The setting of the millage rates for the 2025 year came after commissioners heard from Equalization Director Warren Parrish in April and accepted his equalization report. Parrish reported then that his department had done hundreds of assessment related studies in preparing the report.
County wide, equalized values went up 16 percent from 2023 to 2024 and is going up 7.6 percent from 2024 to 2025. The total equalized value for real and personal property in 2025 is $15.73 billion, up from $14.62 billion in 2024.
The millage rates approved at Thursday’s meeting were for the upcoming summer and winter tax collections. The summer levy will be 4.7408 mills for the general fund, while the winter levies will be 0.4469 mill for 9-1-1 service, 0.3476 mill for public safety, 0.2979 mill for senior citizen centers and 0.0994 mill for county parks.
The revenue received for the various funds is based on the millage rate multiplied by the 2025 taxable value of $10.612 billion which excludes the value of renaissance zone properties, disabled veterans’ properties and senior housing.
A total of $62.96 million is expected to be collected for the five county funds with the bulk of It, $50.3 million, going to the county general fund.
Parrish’s efforts when it comes to equalization were recognized by County Board Vice-Chairman Teri Freehling and County Administrator Brian Dissette.
“I want to recognize Warren Parrish for his work,” Freehling said. “We are not having a Headlee rollback of our millage rates this year because of his work. He went over all the calculations and it will have an impact of $300,000 just this year.”

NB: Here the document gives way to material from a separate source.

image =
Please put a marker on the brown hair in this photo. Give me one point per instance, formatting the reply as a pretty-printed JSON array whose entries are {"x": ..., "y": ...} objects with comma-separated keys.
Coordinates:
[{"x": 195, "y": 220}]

“Warren caught an assessing error that has a massive monetary impact on the county,” Dissette told commissioners. “You could line up dozens of assessments who wouldn’t have caught it. He caught it, his work is so solid.”
Dissette reminded commissioners that there isn’t a county board meeting next Thursday, May 29, as it is a fifth Thursday. Commissioners don’t meet on fifth Thursdays of a month or when a holiday falls on a Thursday.
The county board’s next meeting will be June 5 at the 19 North Froehlichs meeting center in Three Oaks. The board will have two more night meetings this year, July 10 at the Watervliet Charter Township Hall and Aug. 7 at the MSU Extension Service Center near Benton Harbor.
Dissette said he’s again offering facility orientation tours to county commissioners in advance of the June 5 meeting in Three Oaks. This time, he will lead a tour of county owned facilities in the south county including the south county courthouse in Niles, the Bakertown garage south of Buchanan and Madeline Bertrand County Park south of Niles.
In action Thursday, commissioners approved applying for annual grants for the county’s specialty court programs. The county is applying for $139,758 for the mental health court, $189,440 for the Swift & Sure Sanctions program and $52,755 for the drug treatment court.